Reports cite, the license signifies the Chinese government’s willingness to draw in more international players to the nation’s oil sector, creating more competition and propagating growth across the domain.
According to a report by Nasdaq, the government awarded the license to Shell China’s wholly-owned subsidiary, Shell (Zhejiang) Petroleum Trading Co. The license would allow the company’s Zhejiang branch to carry out sales as well as purchase of oil products for the company’s customers in China.
Sources familiar to the matter claim, the license, awarded by the Chinese government’s Ministry of Commerce, is the first of its kind that has been granted independently to a foreign firm.

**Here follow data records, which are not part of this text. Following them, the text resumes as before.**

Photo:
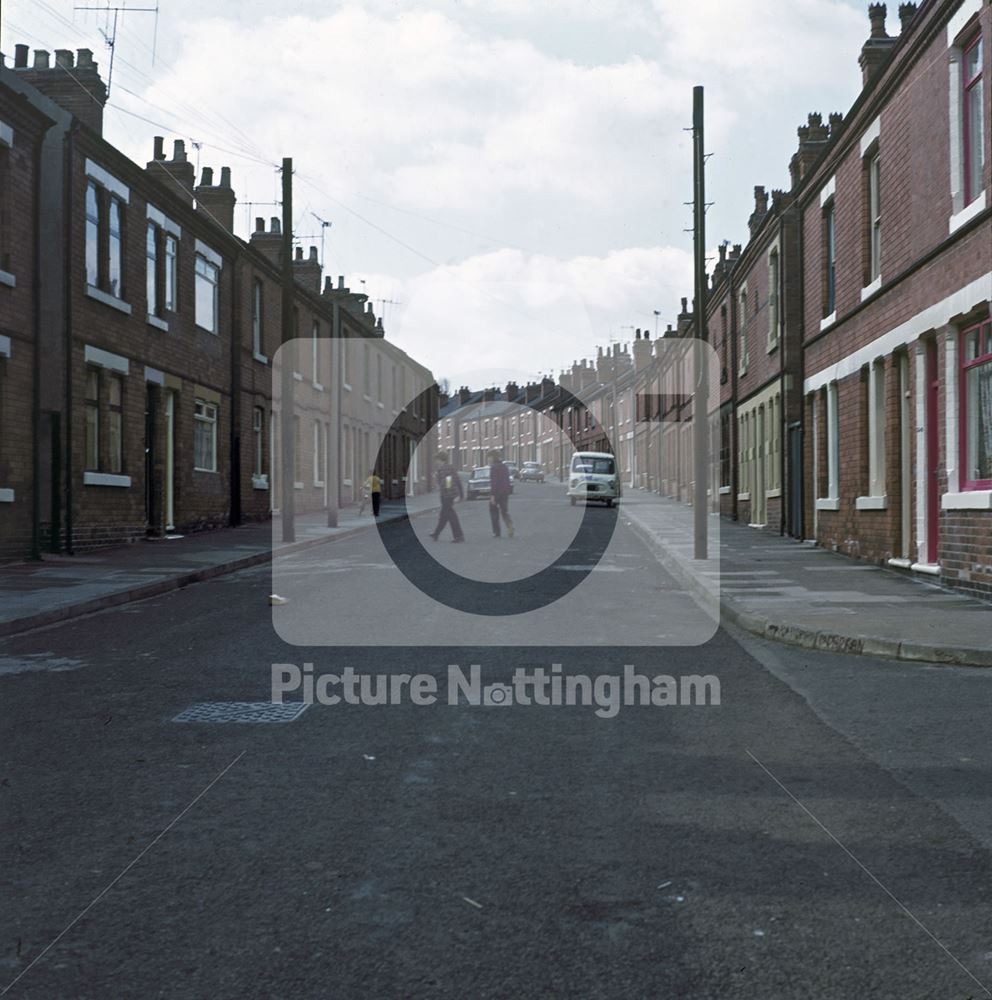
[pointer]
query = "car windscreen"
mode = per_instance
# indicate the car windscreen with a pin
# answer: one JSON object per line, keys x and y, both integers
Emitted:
{"x": 593, "y": 466}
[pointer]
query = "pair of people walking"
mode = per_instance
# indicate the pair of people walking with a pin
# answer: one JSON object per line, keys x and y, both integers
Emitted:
{"x": 450, "y": 488}
{"x": 372, "y": 490}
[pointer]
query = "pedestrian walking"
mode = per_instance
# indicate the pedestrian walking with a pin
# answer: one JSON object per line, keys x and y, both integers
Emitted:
{"x": 449, "y": 486}
{"x": 500, "y": 487}
{"x": 373, "y": 486}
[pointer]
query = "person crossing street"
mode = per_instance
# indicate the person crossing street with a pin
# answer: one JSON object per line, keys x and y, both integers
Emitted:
{"x": 501, "y": 486}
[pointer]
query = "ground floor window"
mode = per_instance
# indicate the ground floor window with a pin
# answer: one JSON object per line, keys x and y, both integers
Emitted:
{"x": 976, "y": 392}
{"x": 205, "y": 436}
{"x": 104, "y": 421}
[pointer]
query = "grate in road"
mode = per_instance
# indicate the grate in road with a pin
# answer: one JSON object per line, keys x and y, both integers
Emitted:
{"x": 242, "y": 711}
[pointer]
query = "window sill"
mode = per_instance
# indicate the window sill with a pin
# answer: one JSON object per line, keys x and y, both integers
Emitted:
{"x": 105, "y": 479}
{"x": 869, "y": 290}
{"x": 968, "y": 500}
{"x": 871, "y": 503}
{"x": 967, "y": 213}
{"x": 108, "y": 300}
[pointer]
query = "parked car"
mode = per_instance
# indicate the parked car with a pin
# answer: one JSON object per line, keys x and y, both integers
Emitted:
{"x": 532, "y": 472}
{"x": 478, "y": 484}
{"x": 593, "y": 476}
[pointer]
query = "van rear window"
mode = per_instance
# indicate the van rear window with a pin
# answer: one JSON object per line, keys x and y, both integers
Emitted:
{"x": 593, "y": 466}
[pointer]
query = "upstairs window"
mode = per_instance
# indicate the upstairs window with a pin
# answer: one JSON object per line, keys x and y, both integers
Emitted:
{"x": 774, "y": 298}
{"x": 829, "y": 260}
{"x": 207, "y": 282}
{"x": 972, "y": 106}
{"x": 874, "y": 220}
{"x": 256, "y": 318}
{"x": 104, "y": 240}
{"x": 160, "y": 269}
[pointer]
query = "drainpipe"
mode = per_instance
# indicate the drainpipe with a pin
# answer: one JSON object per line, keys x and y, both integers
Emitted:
{"x": 67, "y": 202}
{"x": 36, "y": 374}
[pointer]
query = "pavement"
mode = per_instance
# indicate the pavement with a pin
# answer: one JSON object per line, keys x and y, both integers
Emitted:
{"x": 774, "y": 587}
{"x": 798, "y": 593}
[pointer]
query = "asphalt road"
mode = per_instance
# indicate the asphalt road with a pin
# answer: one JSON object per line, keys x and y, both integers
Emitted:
{"x": 774, "y": 845}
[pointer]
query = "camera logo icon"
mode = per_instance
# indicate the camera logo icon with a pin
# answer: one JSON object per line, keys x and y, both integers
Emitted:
{"x": 497, "y": 694}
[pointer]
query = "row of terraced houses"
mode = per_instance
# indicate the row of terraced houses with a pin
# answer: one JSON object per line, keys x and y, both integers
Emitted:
{"x": 138, "y": 334}
{"x": 852, "y": 332}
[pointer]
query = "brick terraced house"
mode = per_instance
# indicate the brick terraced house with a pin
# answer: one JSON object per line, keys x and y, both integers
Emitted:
{"x": 897, "y": 285}
{"x": 135, "y": 381}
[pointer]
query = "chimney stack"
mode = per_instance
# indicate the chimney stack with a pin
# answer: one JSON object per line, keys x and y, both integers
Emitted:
{"x": 306, "y": 270}
{"x": 760, "y": 209}
{"x": 876, "y": 49}
{"x": 217, "y": 202}
{"x": 72, "y": 83}
{"x": 268, "y": 244}
{"x": 814, "y": 137}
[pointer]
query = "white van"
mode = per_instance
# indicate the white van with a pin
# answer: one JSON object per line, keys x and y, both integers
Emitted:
{"x": 593, "y": 476}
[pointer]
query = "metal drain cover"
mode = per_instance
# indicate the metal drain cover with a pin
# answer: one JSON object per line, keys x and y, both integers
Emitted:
{"x": 242, "y": 711}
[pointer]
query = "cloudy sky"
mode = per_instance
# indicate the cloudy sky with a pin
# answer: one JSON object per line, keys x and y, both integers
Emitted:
{"x": 510, "y": 176}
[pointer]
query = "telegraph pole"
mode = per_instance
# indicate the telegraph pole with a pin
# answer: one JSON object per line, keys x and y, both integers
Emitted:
{"x": 288, "y": 359}
{"x": 700, "y": 401}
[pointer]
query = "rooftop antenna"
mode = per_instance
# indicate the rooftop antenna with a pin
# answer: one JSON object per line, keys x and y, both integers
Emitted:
{"x": 110, "y": 31}
{"x": 324, "y": 225}
{"x": 384, "y": 303}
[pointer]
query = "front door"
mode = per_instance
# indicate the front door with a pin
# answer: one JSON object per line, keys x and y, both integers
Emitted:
{"x": 932, "y": 450}
{"x": 170, "y": 461}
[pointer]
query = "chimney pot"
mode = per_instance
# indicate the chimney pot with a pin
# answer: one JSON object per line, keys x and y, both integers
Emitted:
{"x": 907, "y": 11}
{"x": 876, "y": 17}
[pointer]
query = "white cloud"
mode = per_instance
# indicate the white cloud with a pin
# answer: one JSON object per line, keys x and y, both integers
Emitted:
{"x": 511, "y": 314}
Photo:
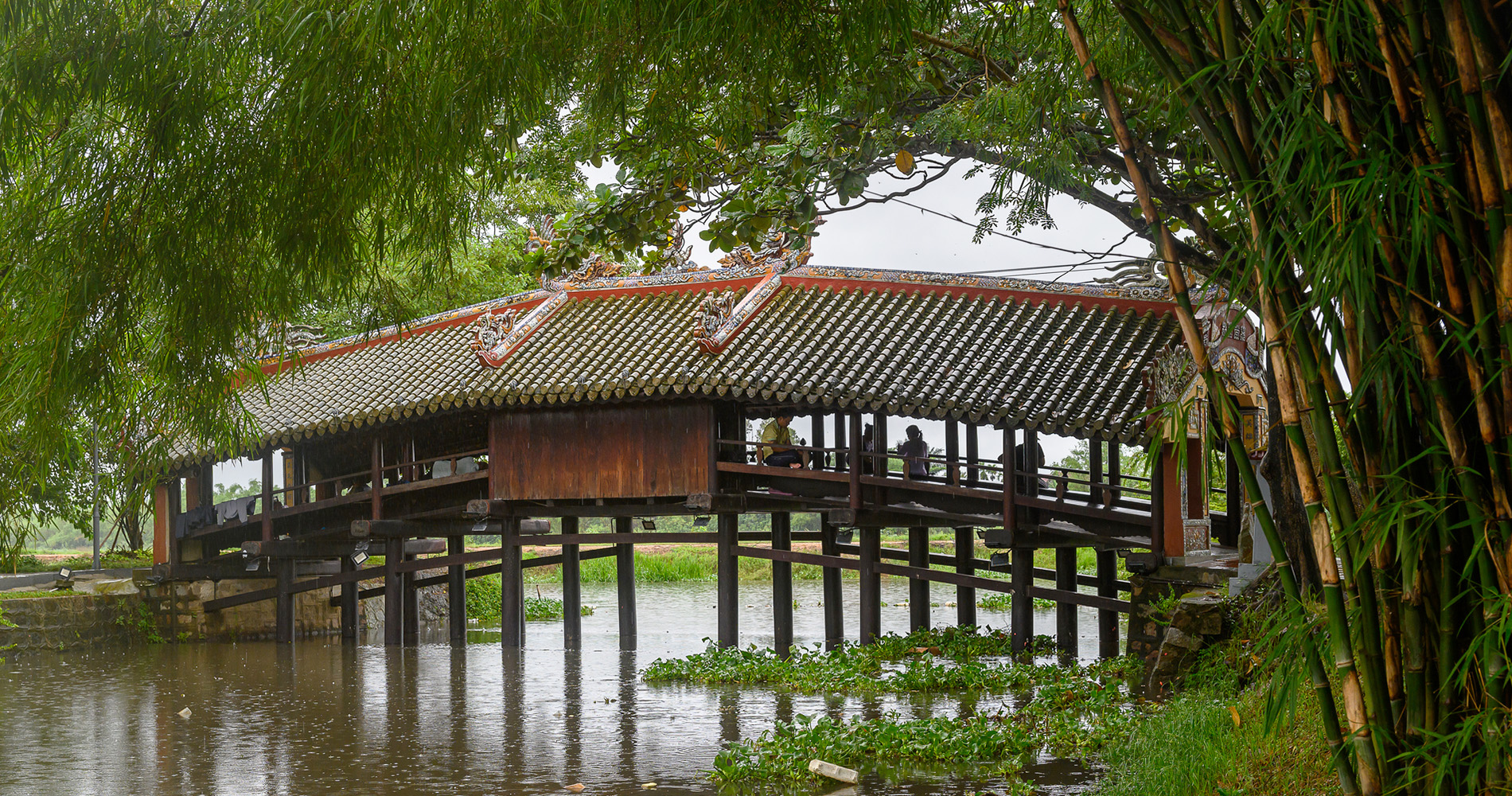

The Global Head of Trading & Supply Business Department at Shell, Jacek Dziembaj stated that after acquiring the wholesale trading license for its oil products, the company would be able to facilitate better quality trading services to its customers in the domestic wholesale market of China.
The government’s decision to open up the oil sector of china reportedly comes under Beijing’s ongoing commitment to liberalize the nation’s economy and strengthening its domestic oil market.
Analysts claim, the wholesale oil market of China is currently facing an oversupply, a factor that would allow the company to seek upstream suppliers with relative ease.
According to reports, Shell currently owns & operates over 1,300 gas stations throughout China and plans to double the capacity by 2025.